Non volevo conoscerli, non volevo sapere che era caduta all’indietro e che la polizia l’aveva trovata distesa sulla culla, col sangue che le usciva dal ventre e che gocciolava sulle fredde lenzuola bianche.
Come ho detto, il giornale aveva pubblicato una sua foto. Così che non la dimenticassi. Da allora, non è passato giorno che non mi sia svegliato senza rivedere il suo viso.
«È stato là che hai iniziato a bere?» chiese Sarah in tono dolce ma indagatore.
«Più o meno. Rende tutto più facile.»
«’Tutto’, cosa?»
Feci una risata sommessa. «Essere me stesso? Convincermi che non è stata colpa mia? Entrambe le cose? Non sono alcolizzato, riesco ancora a ragionare in modo lucido. Però ragiono meglio con un po’ d’aiuto.»
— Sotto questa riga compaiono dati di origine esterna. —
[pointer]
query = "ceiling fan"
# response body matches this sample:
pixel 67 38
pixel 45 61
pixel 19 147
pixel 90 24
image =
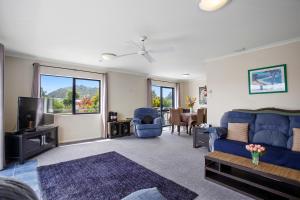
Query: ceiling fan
pixel 141 51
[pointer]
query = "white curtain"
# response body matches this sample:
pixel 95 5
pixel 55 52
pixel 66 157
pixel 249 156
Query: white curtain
pixel 35 91
pixel 177 96
pixel 2 160
pixel 104 105
pixel 149 92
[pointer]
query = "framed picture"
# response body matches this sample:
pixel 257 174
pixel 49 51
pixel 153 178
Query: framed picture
pixel 203 95
pixel 268 80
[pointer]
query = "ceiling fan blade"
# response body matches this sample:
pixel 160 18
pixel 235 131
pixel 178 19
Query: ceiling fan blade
pixel 148 57
pixel 135 44
pixel 162 50
pixel 127 54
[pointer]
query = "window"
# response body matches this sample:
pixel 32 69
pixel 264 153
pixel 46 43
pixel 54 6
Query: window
pixel 70 95
pixel 57 90
pixel 163 100
pixel 87 96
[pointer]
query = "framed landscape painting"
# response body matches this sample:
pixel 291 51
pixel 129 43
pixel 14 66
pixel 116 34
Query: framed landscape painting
pixel 268 80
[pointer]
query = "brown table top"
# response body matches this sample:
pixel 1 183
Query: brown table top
pixel 267 168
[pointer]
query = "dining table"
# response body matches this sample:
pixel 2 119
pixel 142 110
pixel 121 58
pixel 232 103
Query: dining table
pixel 189 118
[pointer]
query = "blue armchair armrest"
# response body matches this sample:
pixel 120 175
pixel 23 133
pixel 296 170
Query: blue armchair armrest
pixel 157 120
pixel 136 121
pixel 214 134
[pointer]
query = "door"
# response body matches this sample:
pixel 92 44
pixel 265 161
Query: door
pixel 163 101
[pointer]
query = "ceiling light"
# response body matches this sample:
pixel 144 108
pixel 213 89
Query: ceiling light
pixel 212 5
pixel 108 56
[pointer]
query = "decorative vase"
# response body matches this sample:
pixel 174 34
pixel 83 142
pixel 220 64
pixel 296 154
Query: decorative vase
pixel 255 158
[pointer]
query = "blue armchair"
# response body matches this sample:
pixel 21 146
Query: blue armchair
pixel 147 123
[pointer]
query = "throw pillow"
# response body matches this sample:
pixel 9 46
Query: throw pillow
pixel 238 132
pixel 296 139
pixel 145 194
pixel 147 120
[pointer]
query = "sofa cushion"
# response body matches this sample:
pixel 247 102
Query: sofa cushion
pixel 296 139
pixel 294 123
pixel 273 155
pixel 240 117
pixel 147 119
pixel 238 132
pixel 148 126
pixel 145 194
pixel 272 129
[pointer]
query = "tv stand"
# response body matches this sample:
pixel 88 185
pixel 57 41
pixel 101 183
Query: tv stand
pixel 22 145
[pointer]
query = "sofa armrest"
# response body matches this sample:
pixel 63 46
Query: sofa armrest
pixel 214 134
pixel 136 121
pixel 157 120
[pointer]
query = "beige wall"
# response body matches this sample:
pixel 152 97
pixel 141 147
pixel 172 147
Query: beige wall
pixel 126 92
pixel 191 88
pixel 227 79
pixel 18 82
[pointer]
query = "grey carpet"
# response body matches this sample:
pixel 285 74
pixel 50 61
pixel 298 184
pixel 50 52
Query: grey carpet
pixel 171 156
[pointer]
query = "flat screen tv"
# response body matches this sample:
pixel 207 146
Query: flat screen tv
pixel 31 113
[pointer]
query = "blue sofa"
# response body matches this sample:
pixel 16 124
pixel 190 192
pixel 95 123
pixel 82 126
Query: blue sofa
pixel 144 126
pixel 274 130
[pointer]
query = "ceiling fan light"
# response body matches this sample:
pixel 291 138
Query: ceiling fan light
pixel 212 5
pixel 108 56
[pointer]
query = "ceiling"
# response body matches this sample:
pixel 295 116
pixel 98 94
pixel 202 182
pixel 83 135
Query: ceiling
pixel 184 37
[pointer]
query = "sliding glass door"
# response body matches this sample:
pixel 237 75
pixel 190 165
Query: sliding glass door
pixel 163 101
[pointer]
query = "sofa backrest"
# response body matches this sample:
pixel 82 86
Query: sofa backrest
pixel 240 117
pixel 267 126
pixel 272 129
pixel 140 113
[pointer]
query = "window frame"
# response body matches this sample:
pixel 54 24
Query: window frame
pixel 74 96
pixel 73 110
pixel 161 95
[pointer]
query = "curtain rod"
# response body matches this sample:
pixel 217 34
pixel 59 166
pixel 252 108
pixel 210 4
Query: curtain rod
pixel 163 81
pixel 78 70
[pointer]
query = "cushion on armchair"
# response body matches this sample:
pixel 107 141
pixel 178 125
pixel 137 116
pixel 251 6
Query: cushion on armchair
pixel 296 139
pixel 147 119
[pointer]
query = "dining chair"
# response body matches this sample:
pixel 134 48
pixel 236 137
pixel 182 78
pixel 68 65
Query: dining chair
pixel 200 118
pixel 175 119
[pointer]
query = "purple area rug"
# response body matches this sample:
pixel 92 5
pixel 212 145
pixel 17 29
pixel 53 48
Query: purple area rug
pixel 105 176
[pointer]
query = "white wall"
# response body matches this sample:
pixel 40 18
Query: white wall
pixel 126 92
pixel 228 80
pixel 18 81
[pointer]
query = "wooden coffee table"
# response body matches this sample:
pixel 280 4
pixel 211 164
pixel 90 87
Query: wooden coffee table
pixel 265 181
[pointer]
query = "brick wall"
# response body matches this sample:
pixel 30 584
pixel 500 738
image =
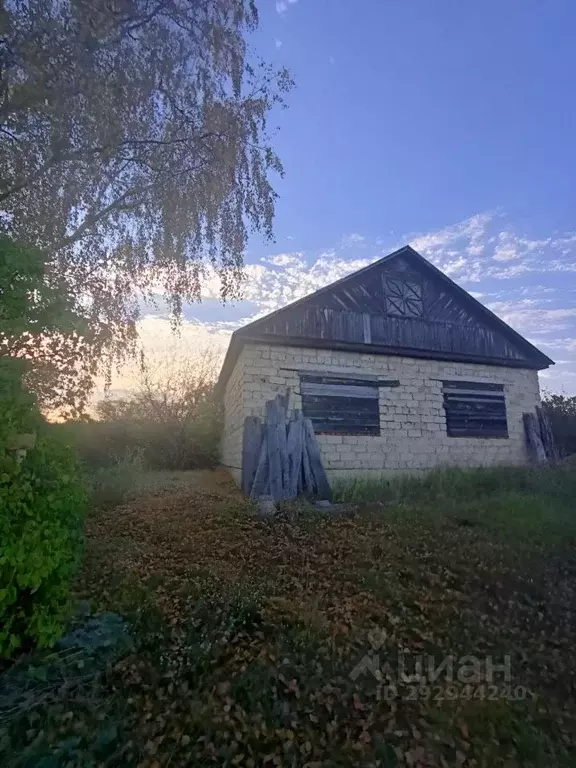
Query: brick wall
pixel 413 425
pixel 231 444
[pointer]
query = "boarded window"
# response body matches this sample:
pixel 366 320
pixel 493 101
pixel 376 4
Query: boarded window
pixel 341 406
pixel 474 409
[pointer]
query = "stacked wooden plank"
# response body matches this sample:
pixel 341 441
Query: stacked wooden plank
pixel 539 438
pixel 281 457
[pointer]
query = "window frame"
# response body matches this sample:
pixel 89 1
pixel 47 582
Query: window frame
pixel 350 392
pixel 494 418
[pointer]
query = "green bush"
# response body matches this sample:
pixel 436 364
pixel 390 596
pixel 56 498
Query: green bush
pixel 110 485
pixel 160 445
pixel 41 509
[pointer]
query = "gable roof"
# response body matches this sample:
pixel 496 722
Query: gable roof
pixel 399 305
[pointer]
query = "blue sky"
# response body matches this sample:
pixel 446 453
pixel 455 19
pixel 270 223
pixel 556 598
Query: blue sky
pixel 450 125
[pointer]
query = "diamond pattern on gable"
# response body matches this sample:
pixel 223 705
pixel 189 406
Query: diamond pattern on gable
pixel 403 297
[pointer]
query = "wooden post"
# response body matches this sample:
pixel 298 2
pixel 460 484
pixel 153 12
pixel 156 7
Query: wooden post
pixel 534 443
pixel 261 482
pixel 274 457
pixel 251 442
pixel 294 449
pixel 316 466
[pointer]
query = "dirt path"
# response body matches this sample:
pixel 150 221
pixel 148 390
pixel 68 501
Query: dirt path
pixel 295 603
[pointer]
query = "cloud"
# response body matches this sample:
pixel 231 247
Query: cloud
pixel 519 277
pixel 352 239
pixel 283 5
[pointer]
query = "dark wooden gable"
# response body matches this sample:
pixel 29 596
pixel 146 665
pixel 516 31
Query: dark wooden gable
pixel 401 304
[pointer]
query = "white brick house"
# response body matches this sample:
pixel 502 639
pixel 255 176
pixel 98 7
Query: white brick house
pixel 397 367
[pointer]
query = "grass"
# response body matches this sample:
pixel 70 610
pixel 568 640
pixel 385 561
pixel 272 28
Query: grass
pixel 529 506
pixel 244 633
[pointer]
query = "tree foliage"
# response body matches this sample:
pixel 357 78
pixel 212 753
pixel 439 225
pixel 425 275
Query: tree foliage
pixel 561 410
pixel 45 341
pixel 170 418
pixel 134 146
pixel 42 503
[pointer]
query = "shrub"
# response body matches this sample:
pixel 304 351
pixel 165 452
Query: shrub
pixel 41 508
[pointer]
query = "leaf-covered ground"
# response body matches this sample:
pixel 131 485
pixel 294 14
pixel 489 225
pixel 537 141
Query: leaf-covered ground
pixel 280 642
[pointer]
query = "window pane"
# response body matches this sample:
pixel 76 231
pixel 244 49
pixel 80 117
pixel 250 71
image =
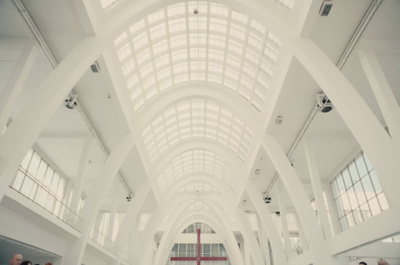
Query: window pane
pixel 362 169
pixel 360 193
pixel 18 180
pixel 33 166
pixel 383 201
pixel 340 184
pixel 374 205
pixel 346 178
pixel 352 198
pixel 27 159
pixel 369 191
pixel 354 173
pixel 339 207
pixel 375 182
pixel 365 211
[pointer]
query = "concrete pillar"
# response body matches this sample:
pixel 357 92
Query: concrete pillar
pixel 285 228
pixel 383 93
pixel 16 82
pixel 27 125
pixel 317 189
pixel 92 204
pixel 80 176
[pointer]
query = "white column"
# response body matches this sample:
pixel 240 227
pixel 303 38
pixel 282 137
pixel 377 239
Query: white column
pixel 285 228
pixel 16 82
pixel 382 91
pixel 365 127
pixel 132 214
pixel 31 120
pixel 263 242
pixel 267 223
pixel 317 189
pixel 80 177
pixel 113 215
pixel 294 188
pixel 332 209
pixel 302 235
pixel 92 204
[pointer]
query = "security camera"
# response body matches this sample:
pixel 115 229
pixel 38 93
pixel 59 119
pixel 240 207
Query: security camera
pixel 267 199
pixel 323 103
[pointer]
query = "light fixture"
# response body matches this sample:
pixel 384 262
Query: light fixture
pixel 95 67
pixel 278 120
pixel 325 8
pixel 267 199
pixel 70 103
pixel 323 103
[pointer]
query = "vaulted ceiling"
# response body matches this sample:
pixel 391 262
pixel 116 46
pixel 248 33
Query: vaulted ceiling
pixel 199 90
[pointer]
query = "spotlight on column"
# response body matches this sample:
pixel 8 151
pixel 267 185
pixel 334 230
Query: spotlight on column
pixel 70 103
pixel 324 104
pixel 267 199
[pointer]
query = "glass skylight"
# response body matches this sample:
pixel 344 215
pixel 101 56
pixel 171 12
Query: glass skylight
pixel 106 3
pixel 219 45
pixel 197 162
pixel 288 3
pixel 198 187
pixel 197 118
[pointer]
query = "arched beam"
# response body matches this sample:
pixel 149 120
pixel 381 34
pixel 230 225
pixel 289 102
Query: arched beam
pixel 207 91
pixel 208 218
pixel 233 161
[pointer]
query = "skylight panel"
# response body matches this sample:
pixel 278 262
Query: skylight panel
pixel 128 68
pixel 258 27
pixel 160 47
pixel 158 31
pixel 162 61
pixel 156 16
pixel 237 31
pixel 178 41
pixel 124 52
pixel 107 3
pixel 179 55
pixel 144 71
pixel 197 23
pixel 239 16
pixel 135 28
pixel 176 10
pixel 121 38
pixel 218 25
pixel 177 25
pixel 133 81
pixel 140 40
pixel 216 9
pixel 287 3
pixel 208 125
pixel 217 45
pixel 217 41
pixel 143 56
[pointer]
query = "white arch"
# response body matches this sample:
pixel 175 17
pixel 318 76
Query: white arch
pixel 233 160
pixel 211 91
pixel 209 218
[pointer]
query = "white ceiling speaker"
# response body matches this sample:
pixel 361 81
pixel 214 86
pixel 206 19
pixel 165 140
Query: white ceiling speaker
pixel 323 103
pixel 70 103
pixel 325 8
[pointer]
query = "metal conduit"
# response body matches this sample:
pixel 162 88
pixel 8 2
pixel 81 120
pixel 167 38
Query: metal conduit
pixel 342 61
pixel 39 39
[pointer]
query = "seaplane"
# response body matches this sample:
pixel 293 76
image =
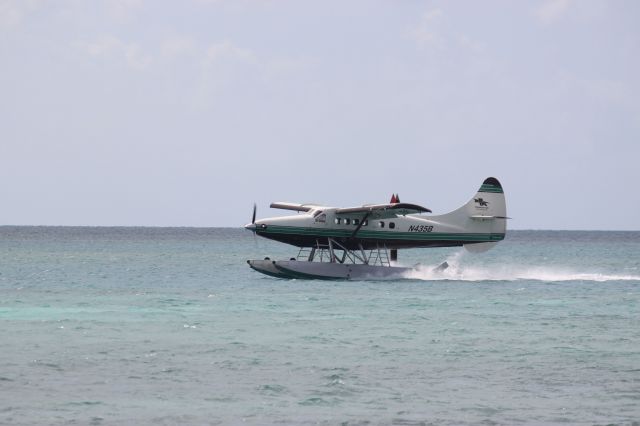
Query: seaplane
pixel 361 243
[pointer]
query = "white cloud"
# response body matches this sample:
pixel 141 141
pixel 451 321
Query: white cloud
pixel 228 50
pixel 111 47
pixel 425 33
pixel 552 10
pixel 124 10
pixel 178 46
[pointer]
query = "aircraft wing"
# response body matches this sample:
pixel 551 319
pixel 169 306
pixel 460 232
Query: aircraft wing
pixel 383 211
pixel 293 206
«Tua moglie non sopportava il nuovo te?»
«No. E non la biasimo. Prima ho cominciato a rincasare tardi, poi a farlo da ubriaco. Alla fine ho unito le due cose, e da quel momento in poi lei e Vicki mi hanno visto soltanto in quelle condizioni.» Riflettei, poi cercai invano di buttarla sul ridere. «A proposito, gradirei un altro drink. Dopotutto, mi serve qualcosa per rallegrare questa squallida esistenza, non trovi?» Sorrisi per farle capire che stavo scherzando, quindi richiamai l’hostess.
Sarah non disse una parola. La donna arrivò e mi scoccò un’occhiata di rimprovero, porgendomi un altro bicchiere di ghiaccio, un tovagliolino quadrato e la terza mignonnette di whisky.
Ne presi altre due dal carrello. Volevo risparmiarle un viaggio.
Quando l’assistente si fu allontanata, Sarah si rilassò contro lo schienale della poltrona. Senza guardarmi, quasi come se stesse parlando da sola, disse: «Sai una cosa, Nick? Il bello della tua esistenza è che non hai ancora idea di quanto sia incredibilmente importante».